WILTON UNCOVERED

 

Building a Virtual Exhibition


I partnered with Jillian from Explorers Studio on this project. Jillian is a fantastic museum exhibition and activation designer with extensive experience integrating two-dimensional messages and graphics with three-dimensional space and form. It was amazing collaborating and working with her on this project transforming an exhibit into a dimension virtual space.

Wilton House Museum

Photo by Matthew Scarnaty

Wilton House Museum is a museum in a historic house located in Richmond, Virginia. Wilton was originally constructed by William Randolph III to be a manor house on a 2,000-acre tobacco plantation known as "World's End" located on the north bank of the James River.

In 1934, with commercial development encroaching on the opposite bank of the James and the property in danger of foreclosure, The National Society of The Colonial Dames of America in the Commonwealth of Virginia saved the mansion from destruction by purchasing, dismantling, moving, and rebuilding it on a site overlooking the James River a few miles west of its original location where it now stands, beautifully restored.

Make it stand out

Today, Wilton continues to serve as an example of Georgian architecture, headquarters to the Virginia Dames, and host to public programs and educational exhibits.

About the Collection

The exhibition I was honored to work on at the Wilton House Museum is based around an excavation in 1998 by William & Mary archaeologists, who uncovered the material record of the lives of nearly a century of enslaved families. This excavation recovered not only the most important available tool for understanding daily life at Wilton, but the largest collection of objects associated with Wilton’s original location in existence.
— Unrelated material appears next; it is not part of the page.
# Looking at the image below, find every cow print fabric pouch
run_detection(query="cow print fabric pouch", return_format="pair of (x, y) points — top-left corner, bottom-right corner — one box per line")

“Wilton Uncovered: Archeology Illuminates an Enslaved Community,” displays this collection for the first time alongside Dennis Winston’s poignant artistic renderings of the community that used, loved, broke, resented, played with, and discarded the artifacts.

Explorers Studio designed and implemented Wilton Uncovered’s amazing exhibition design as well as the branding of the exhibition logo.

The Challenge

My challenge was to develop a website that accurately depicted this exhibition design and gave visitors a sense of the movement that someone would experience as they walked through the gallery.

Katie Watkins, the Director of Education at Wilton, told me her biggest wish with the website was to incorporate the three different angles of the exhibit: the history, the art, and how to connect those to today.

Here’s the catch: how do you accurately depict 60 unique historical artifacts, all with different descriptions and categories in one website, where they all are able to be interacted with as if you were to read the little plaques at the physical gallery itself?

Getting organized

To begin, Katie sent us the scanned files and photographs of all artfacts and we made a big spreadsheet of all 60 artifacts!

 

After researching similar exhibitions and historical museums, we sketched out a dynamic one-page scrolling exhibition based on the main display banners that were in the museum itself.

Initial Brainstorming

After laying out all the artifacts and photographing them, we were able to see which artifacts needed to belong in each section. Jillian and I debated back and forth the best way to show off the artifacts since the artifacts display would be the most complicated–and most crucial–part of the virtual exhibition.

After a bit of technical research, we decided that a lightbox with transparent artifacts would be the most effective and interactive way to show off each section. I worked with a developer to create a custom lightbox solution, since the premade in-the-box products did not have the capabilities we needed.

Figma wireframes of the initial virtual exhibition design.

I collaborated with Jillian and Katie on the overall look and feel of how the exhibition feels when you walk through it to help the digital rendition feel as realistic as possible.